As Georgetown University Law Professor Madhavi Sunder explained in a Harvard Business Review article, “[C]ompanies ought to be pinching themselves that their fans want to bring their fictional worlds to life. Fan engagement extends both the lifespan and the value of the work. Fans make the work relevant to themselves and others. Their love and devotion are what creators live for.” Sundar argued that the potential for brand fans and advocates to make a brand stronger and more valuable merits a “more measured approach to asserting intellectual property rights.”
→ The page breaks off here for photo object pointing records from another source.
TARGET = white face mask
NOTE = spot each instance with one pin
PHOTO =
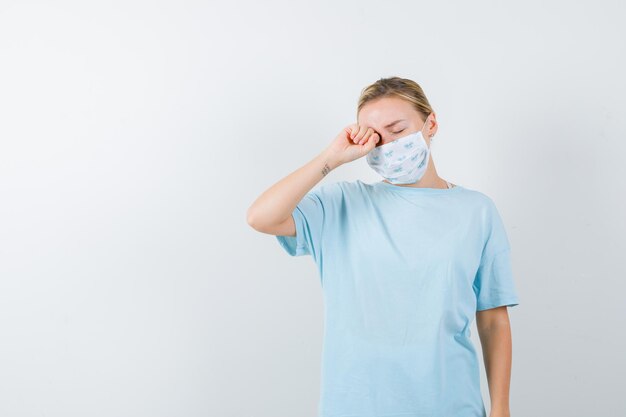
(402, 161)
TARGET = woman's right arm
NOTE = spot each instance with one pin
(271, 211)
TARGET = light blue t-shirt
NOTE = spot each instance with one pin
(403, 272)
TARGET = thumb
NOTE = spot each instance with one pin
(371, 143)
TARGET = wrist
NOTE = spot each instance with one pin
(329, 161)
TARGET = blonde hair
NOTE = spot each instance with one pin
(403, 88)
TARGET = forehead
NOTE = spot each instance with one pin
(380, 112)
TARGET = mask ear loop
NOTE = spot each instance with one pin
(431, 136)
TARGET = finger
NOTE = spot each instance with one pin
(367, 135)
(350, 130)
(359, 136)
(372, 141)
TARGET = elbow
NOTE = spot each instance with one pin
(251, 218)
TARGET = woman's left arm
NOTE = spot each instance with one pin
(494, 330)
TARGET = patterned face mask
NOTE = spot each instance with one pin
(402, 161)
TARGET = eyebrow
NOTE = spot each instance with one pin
(393, 123)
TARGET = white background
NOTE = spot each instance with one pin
(134, 135)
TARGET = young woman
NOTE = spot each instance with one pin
(405, 264)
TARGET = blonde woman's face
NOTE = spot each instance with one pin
(393, 118)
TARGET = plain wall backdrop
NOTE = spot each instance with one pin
(134, 135)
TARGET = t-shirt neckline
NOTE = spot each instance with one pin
(418, 190)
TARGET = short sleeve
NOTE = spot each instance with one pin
(494, 285)
(311, 215)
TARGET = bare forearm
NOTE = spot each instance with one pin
(278, 202)
(497, 354)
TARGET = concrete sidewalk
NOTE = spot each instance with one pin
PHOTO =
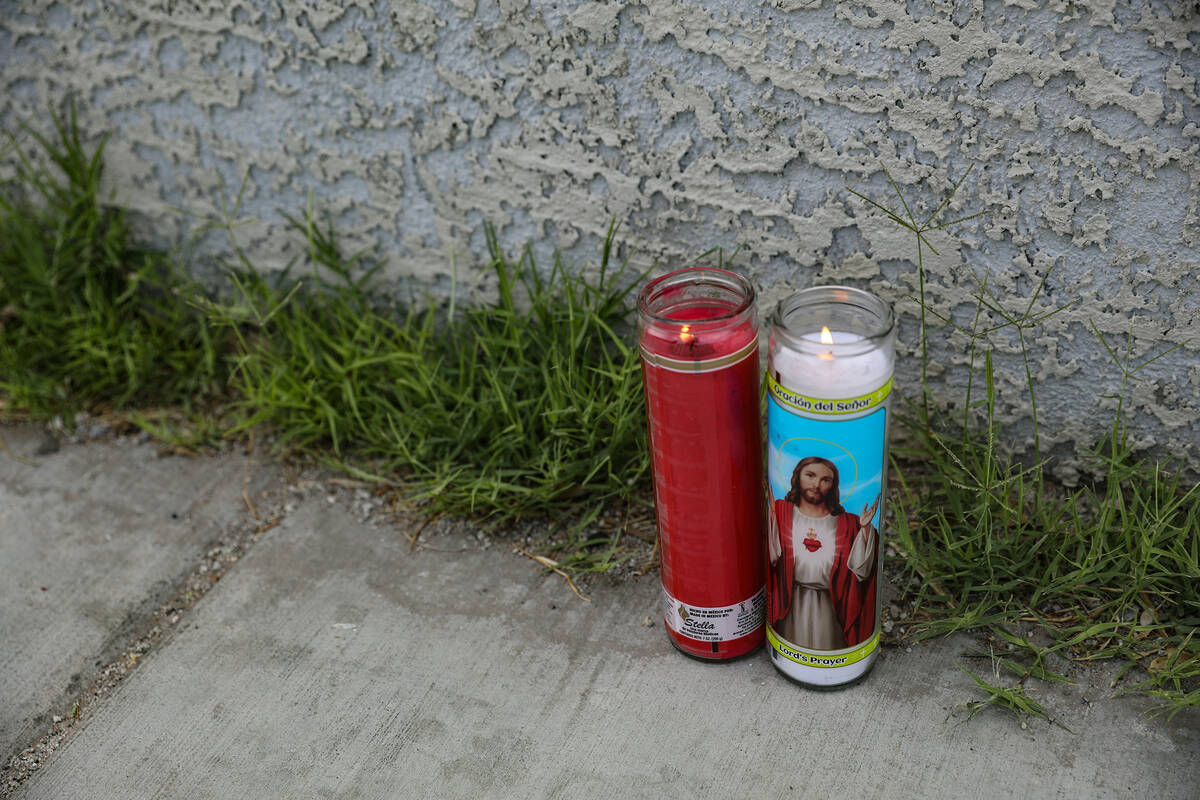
(331, 662)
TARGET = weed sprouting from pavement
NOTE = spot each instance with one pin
(529, 404)
(88, 319)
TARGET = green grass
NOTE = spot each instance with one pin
(531, 404)
(990, 543)
(88, 319)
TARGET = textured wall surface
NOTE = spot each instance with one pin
(733, 124)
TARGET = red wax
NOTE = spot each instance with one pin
(706, 441)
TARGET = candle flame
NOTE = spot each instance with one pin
(826, 338)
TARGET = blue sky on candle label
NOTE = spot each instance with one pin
(855, 446)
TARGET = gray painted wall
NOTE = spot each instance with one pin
(732, 124)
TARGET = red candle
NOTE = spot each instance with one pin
(700, 366)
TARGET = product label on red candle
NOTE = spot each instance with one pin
(826, 481)
(714, 624)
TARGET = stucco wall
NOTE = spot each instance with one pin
(732, 124)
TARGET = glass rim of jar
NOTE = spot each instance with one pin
(696, 275)
(835, 295)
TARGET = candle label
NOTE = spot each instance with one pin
(825, 407)
(723, 624)
(826, 477)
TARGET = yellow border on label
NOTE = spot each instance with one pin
(813, 659)
(827, 407)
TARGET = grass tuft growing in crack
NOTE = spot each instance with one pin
(88, 319)
(529, 404)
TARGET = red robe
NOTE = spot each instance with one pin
(853, 600)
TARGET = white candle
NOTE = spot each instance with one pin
(831, 364)
(846, 367)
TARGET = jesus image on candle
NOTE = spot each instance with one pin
(821, 584)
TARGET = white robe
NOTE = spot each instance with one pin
(811, 621)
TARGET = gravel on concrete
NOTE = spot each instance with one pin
(93, 539)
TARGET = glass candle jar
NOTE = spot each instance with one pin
(831, 360)
(700, 367)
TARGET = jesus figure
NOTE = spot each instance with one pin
(821, 582)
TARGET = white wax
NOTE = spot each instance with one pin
(829, 373)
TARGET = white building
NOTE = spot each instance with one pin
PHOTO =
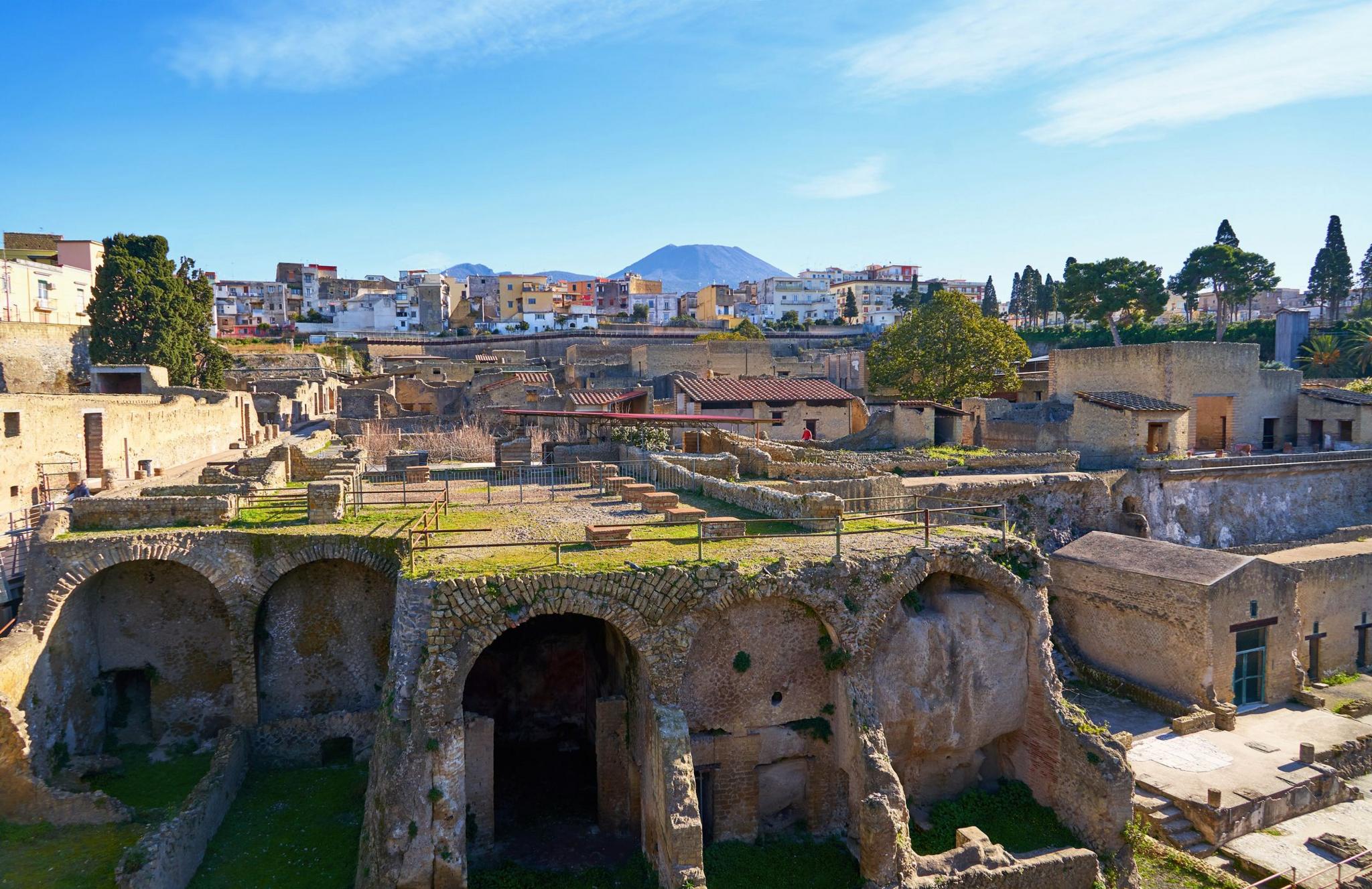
(809, 298)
In the decentralized Web 3 economy, in which market participants tend to have a more laissez-faire outlook on IP rights, more brands, both large and small, may want to consider licensing more rights to NFT owners in an effort to unleash the creative power of community and unlock more value. To explain the potential for a community of fans to build upon an NFT in a way that increases its value, rather than diluting it, advocates for less restrictive IP often point to the way music is sampled. For example, in 1985, Slick Rick and Doug E. Fresh recorded “La Di Da Di” as a “B Side” in one take. Through sampling, the song has subsequently appeared in more than 1,000 other tracks that built upon the original work. A more restrictive approach to IP—refusing to allow sampling—likely would have resulted in the song being long forgotten rather than achieving its current status as one of hip hop’s most iconic songs.

When it comes to digital goods, less restrictive IP licensing could give rise to the same sort of creative dynamic, with creators continually remixing the original creative work in a way that increases its value.

“We’re All Gonna Make It”

Like many communities made up of people with a common vision, the crypto community uses slang which is often reduced to acronyms which are not familiar to the uninitiated. One such acronym is “WAGMI,” which stands for “we’re all gonna make it.” It’s meant as a positive statement of conviction about the future of crypto. It can also be seen as a rallying cry for less IP restrictions: If we want to make NFTs more valuable, we’re all gonna make it, not just the original NFT creator.

The Bored Ape creators are demonstrating that it’s possible to build a powerful brand in the Web 3 world by strategically being less protective with its IP. It’s yet to be seen how many others, particularly more established brands that are typically more protective of their IP, will follow suit. On the one hand, a more restrictive approach may be able to maximize revenue in the short term. However, such an approach may stifle creativity and innovation, and erode fan goodwill, which could damage the brand in the long term.

There’s no one right answer. Every brand’s IP strategy hinges on the consideration of a number of unique factors. The creators of the Bored Ape Yacht Club seem to be doing just fine with their strategy. Recent reports suggest that they are in talks to raise $200 million at a $5 billion valuation from Andreesen Horowitz and other investors. It’s hard to argue with their approach to IP.